# 2.7 Biturbo switcheroo



## mick15 (Jul 13, 2002)

Just wondering if its possible to swap a 2.7 Biturbo into a GTI.
Mostly cuz i'm interested in this: *625 hp*


----------



## BlkVentoTurbo (Oct 15, 2002)

*Re: 2.7 Biturbo switcheroo (mick15)*

i dont think so atleast into a mk4 maybe a b5 pasat the block is not the same as the vr6 the angle is way off rember although vw and audi share not all are compatable


----------



## Capt.Dreadz (Jun 4, 2003)

*Re: 2.7 Biturbo switcheroo (BlkVentoTurbo)*

I believe Dalbach's GTI is a 2.7T. not sure tho. But they had to cut 3/4 of the car to get the motor in. They said the only thing stock is the rear window


----------



## vwtoys (Mar 31, 1999)

*Re: 2.7 Biturbo switcheroo (I Wuz BottlFedG60)*

the Dalback car is actually a 5 cyl audi motor. iirc


----------



## vwtoys (Mar 31, 1999)

*Re: 2.7 Biturbo switcheroo (vwtoys)*

Audi had fitted the 5 cyl and a v6 in a Golf chassis in the late 80's early 90's to fend off the need of the VR. They lost.


----------



## Boostin20v (Mar 22, 2000)

*Re: 2.7 Biturbo switcheroo (vwtoys)*

ya the Dalhback is a I-5 20v turbo and its 2.1 vs the stock 2.2 also


----------



## TopSpeed (Jan 10, 2002)

*Re: 2.7 Biturbo switcheroo (BlkVentoTurbo)*

I've heard of a Passat (something around 1999 or newer) running with a 2.7 in it in the Montreal-area and somehow don't believe the fact that it is still FWD!!!


----------



## fastwagen (Apr 26, 2000)

*Re: 2.7 Biturbo switcheroo (TopSpeed)*


_Quote, originally posted by *TopSpeed* »_I've heard of a Passat running with a 2.7 in it in the Montreal-area and somehow don't believe the fact that it is still FWD!!!

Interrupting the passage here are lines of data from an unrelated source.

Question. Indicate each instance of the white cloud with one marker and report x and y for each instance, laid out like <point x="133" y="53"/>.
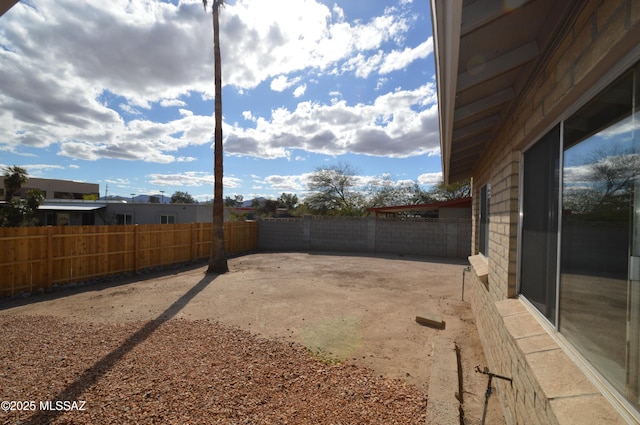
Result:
<point x="148" y="53"/>
<point x="428" y="179"/>
<point x="390" y="126"/>
<point x="192" y="179"/>
<point x="397" y="60"/>
<point x="282" y="82"/>
<point x="299" y="91"/>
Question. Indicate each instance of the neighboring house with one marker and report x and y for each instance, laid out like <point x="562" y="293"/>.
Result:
<point x="138" y="213"/>
<point x="56" y="189"/>
<point x="456" y="208"/>
<point x="75" y="213"/>
<point x="539" y="103"/>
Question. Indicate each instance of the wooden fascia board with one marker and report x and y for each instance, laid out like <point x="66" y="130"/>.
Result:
<point x="446" y="18"/>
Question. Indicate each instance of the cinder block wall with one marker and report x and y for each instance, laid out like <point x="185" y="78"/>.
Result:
<point x="438" y="238"/>
<point x="599" y="36"/>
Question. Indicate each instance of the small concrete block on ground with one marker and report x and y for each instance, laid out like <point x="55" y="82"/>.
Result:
<point x="443" y="408"/>
<point x="431" y="320"/>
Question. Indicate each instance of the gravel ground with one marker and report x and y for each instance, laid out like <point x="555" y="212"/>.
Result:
<point x="181" y="371"/>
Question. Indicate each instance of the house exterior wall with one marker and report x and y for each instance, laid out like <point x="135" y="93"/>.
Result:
<point x="151" y="213"/>
<point x="549" y="384"/>
<point x="53" y="187"/>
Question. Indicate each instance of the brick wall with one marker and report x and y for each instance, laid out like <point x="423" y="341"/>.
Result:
<point x="599" y="36"/>
<point x="433" y="237"/>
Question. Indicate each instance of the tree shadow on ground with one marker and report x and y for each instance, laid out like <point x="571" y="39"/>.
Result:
<point x="111" y="281"/>
<point x="92" y="375"/>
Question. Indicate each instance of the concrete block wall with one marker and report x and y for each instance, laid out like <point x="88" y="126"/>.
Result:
<point x="341" y="234"/>
<point x="599" y="36"/>
<point x="438" y="238"/>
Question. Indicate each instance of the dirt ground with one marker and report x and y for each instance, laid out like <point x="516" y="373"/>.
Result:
<point x="358" y="310"/>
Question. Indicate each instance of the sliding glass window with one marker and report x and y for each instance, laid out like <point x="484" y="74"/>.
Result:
<point x="540" y="223"/>
<point x="599" y="172"/>
<point x="581" y="194"/>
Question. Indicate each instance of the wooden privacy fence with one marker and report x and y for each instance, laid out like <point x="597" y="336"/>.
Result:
<point x="32" y="258"/>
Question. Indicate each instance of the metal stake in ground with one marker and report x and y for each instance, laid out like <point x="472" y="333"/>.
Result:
<point x="489" y="390"/>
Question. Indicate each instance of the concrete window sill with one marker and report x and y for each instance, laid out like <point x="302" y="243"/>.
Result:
<point x="572" y="397"/>
<point x="480" y="268"/>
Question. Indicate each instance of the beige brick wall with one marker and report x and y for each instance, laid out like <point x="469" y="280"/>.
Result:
<point x="599" y="36"/>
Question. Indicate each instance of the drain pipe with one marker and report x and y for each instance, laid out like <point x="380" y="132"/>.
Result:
<point x="466" y="269"/>
<point x="489" y="389"/>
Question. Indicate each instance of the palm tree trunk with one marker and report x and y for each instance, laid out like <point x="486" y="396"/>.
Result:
<point x="217" y="256"/>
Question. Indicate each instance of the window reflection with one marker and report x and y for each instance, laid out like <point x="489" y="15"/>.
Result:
<point x="599" y="170"/>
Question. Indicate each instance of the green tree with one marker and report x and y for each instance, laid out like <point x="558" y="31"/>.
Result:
<point x="288" y="201"/>
<point x="387" y="192"/>
<point x="448" y="192"/>
<point x="236" y="201"/>
<point x="14" y="178"/>
<point x="17" y="211"/>
<point x="179" y="197"/>
<point x="334" y="190"/>
<point x="217" y="256"/>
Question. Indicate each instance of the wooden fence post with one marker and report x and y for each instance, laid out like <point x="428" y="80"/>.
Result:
<point x="136" y="248"/>
<point x="192" y="239"/>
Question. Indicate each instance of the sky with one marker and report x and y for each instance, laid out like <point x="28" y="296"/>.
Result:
<point x="120" y="93"/>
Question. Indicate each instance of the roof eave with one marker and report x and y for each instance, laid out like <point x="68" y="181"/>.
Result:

the passat you speak of is a white wagon, with S4 wheels and it is FWD


----------



## RabbitsKin (Feb 12, 2003)

*Re: 2.7 Biturbo switcheroo (fastwagen)*

And it's for sale on clubB5:


----------



## punkassjim (Sep 22, 2002)

*Re: 2.7 Biturbo switcheroo (BlkVentoTurbo)*


_Quote, originally posted by *BlkVentoTurbo* »_i dont think so atleast into a mk4 maybe a b5 pasat the block is not the same as the vr6 the angle is way off rember although vw and audi share not all are compatable


yeah, the A4/S4 shares the same chassis as the B5 passat, so that'd be easier....putting it into the mk4, or even the mk3 would be an extremely pricey, totally custom job, and would require relocation of EVERYTHING out of the engine compartment ("honey, could you roll up your window? and while you're at it, could you please top up the brake fluid reservoir in the glovebox for me? thanks, yer a doll.")


----------



## crazydubman (Nov 2, 2002)

*Re: 2.7 Biturbo switcheroo (I Wuz BottlFedG60)*

that is one killer passat wagon
























_Modified by crazydubman at 12:10 PM 7-18-2003_


----------



## SUV-ETR (Aug 18, 2001)

*Re: 2.7 Biturbo switcheroo (mick15)*


_Quote, originally posted by *mick15* »_Just wondering if its possible to swap a 2.7 Biturbo into a GTI.

To quote a great Scirocco geek, "Anything is possible with the right combination of:
1) Time
2) Heat
3) Money
4) Chemicals"
Some have also added:
5) Swear Words
You'll need LOTS of #1 for that project.








Neal


----------



## adh2k1 (Oct 28, 2001)

*Re: 2.7 Biturbo switcheroo (SUV-ETR)*

and even more of 3.....


----------